Without giving too much away here's the deal...Carr's an amateur inventor who just happens to fancy the young and winsome Mary Gold. Seems that Henry Ausstinn, the playboy son of a local banker and up-'n-comer all over the place kinda guy, also has eyeballs for Gold's precious juices. Anyhoo Carr's big brainstorm invention is a perpetual motion machine (makes me wonder if Ayn Whatzername didn't swipe this plot device when she wrote ATLAS SHRUGGED) which promises to bring in not only millions but Gold herself, and not surprisingly the once-skeptical Andy is impressed enough to back the inventor with a hefty $10,000.

Seeing Carr as competition to get outta the way asap, Ausstinn first accuses Carr of stealing the perpetual motion idea then, after getting a well-deserved whomping from Carr and seething with revenge, overhears the combination to the safe where Andy and Carr are stashing away the money and attempts to swipe it if only to get Carr into deep doody. Of course there are other circumstances not-so-extenuating, like Carr's no-account brother on the run from the Mob who, after discovering Ausstinn swiping the money out of the safe knocks the scoundrel out and stashes the stash, but it all rolls on like a snowball getting bigger 'n bigger from there.

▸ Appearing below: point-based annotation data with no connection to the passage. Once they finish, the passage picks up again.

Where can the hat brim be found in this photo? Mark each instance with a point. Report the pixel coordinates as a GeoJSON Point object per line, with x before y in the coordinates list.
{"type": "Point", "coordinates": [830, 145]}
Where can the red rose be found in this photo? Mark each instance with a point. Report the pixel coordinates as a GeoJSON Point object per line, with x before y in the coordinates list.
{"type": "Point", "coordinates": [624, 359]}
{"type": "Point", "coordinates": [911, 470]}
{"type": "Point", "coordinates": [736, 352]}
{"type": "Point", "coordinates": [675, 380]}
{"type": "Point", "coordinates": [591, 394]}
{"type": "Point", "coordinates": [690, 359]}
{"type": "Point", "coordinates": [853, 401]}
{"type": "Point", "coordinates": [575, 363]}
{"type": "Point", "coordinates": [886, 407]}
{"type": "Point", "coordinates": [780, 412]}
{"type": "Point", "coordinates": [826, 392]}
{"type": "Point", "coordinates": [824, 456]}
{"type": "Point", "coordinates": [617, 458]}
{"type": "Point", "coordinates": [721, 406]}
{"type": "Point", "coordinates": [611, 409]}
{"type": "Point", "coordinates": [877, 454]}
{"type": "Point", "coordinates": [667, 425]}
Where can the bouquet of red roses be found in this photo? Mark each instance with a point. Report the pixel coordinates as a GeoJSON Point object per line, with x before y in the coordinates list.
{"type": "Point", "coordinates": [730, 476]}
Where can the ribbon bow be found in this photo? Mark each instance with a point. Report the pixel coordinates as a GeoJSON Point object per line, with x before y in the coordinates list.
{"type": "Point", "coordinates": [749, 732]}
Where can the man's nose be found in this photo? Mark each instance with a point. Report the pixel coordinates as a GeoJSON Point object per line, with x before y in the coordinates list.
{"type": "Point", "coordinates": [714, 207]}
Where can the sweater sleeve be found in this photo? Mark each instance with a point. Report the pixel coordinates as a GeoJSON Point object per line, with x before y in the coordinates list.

Carr, after making himself scarce for a few months, is put on trial and not surprisingly there's even more dastardly deeding on the part of the played-as-a-grade-A-prick-to-the-hilt Ausstinn to the point where you'd think that mobs of people would be on the loose attacking men who even looked remotely like him, sort of in the same way various film heavies would occasionally get punched out by avid viewers who were having a hard time separating fact 'n fantasy.

And it's a pretty enveloping twist and turn from there even with the comic asides (I guess Smith hadda break the tension somehow!) up until the bitter end which, while it won't make you wanna cry or even get a lump in your throat, is enough to make you remember the power that the comic page once had back when Dick Tracy'd leave bad guys laying in a pool of their own blood or Al Capp would spoof the latest atrocity in the annals of Amerigan living with a particularly biting satirical edge. Read this all the way through and, in between marveling at the fine pen artwork and lack of continuity (I guess Smith was hoping that people wouldn't remember certain occurrences from months back which make no sense once certain important plot twists happen), get yourself a hefty does of good ol' days entertainment done up in such a melodramatic way that I'm sure even D. W. Griffith himself wished he coulda worked this into one of his features!

(Two questions do remain though...the first being what was the purpose of "The Eagle," the Wild West bounty hunter who was on the search for Tom Carr only to accidentally kill himself while cleaning his pistol in the January 7 1929 strip [a plot device which is mentioned almost as a casual aside]? After months of this shadowy figure being on the periphery of the story being shown on the trail of Carr and at times having entire strips devoted to him, he's suddenly out of the picture ne'er to be heard from or mentioned again! And after such a grand build up too. I get the idea that Smith originally had The Eagle written into the story then, after coming up with an even better plot device, decided to drop him like a bird turd but like I said continuity wasn't exactly something that could be relied upon in this strip! And while I'm at it, and this part deserves a SPOILER ALERT so if you actually wanna dish out the moolah to enjoy this saga nice 'n fresh-like stop reading here, bad guy Ausstinn actually escapes punishment for his vile deeds after he breaks out of his jail cell and, as far as I know, is never caught! Maybe he did get his just cagas in a later story, but here he pretty much becomes beyond the reach of the long arm of the law even though his name is lower'n Anastasia Pantsios' titties. Guess that mighta been another loose end the Smith forgot to tie up, though given how Smith built the guy up to be the heel of the year you think Ausstinn would have met a particularly nice 'n grisly end now, wouldn't ya?)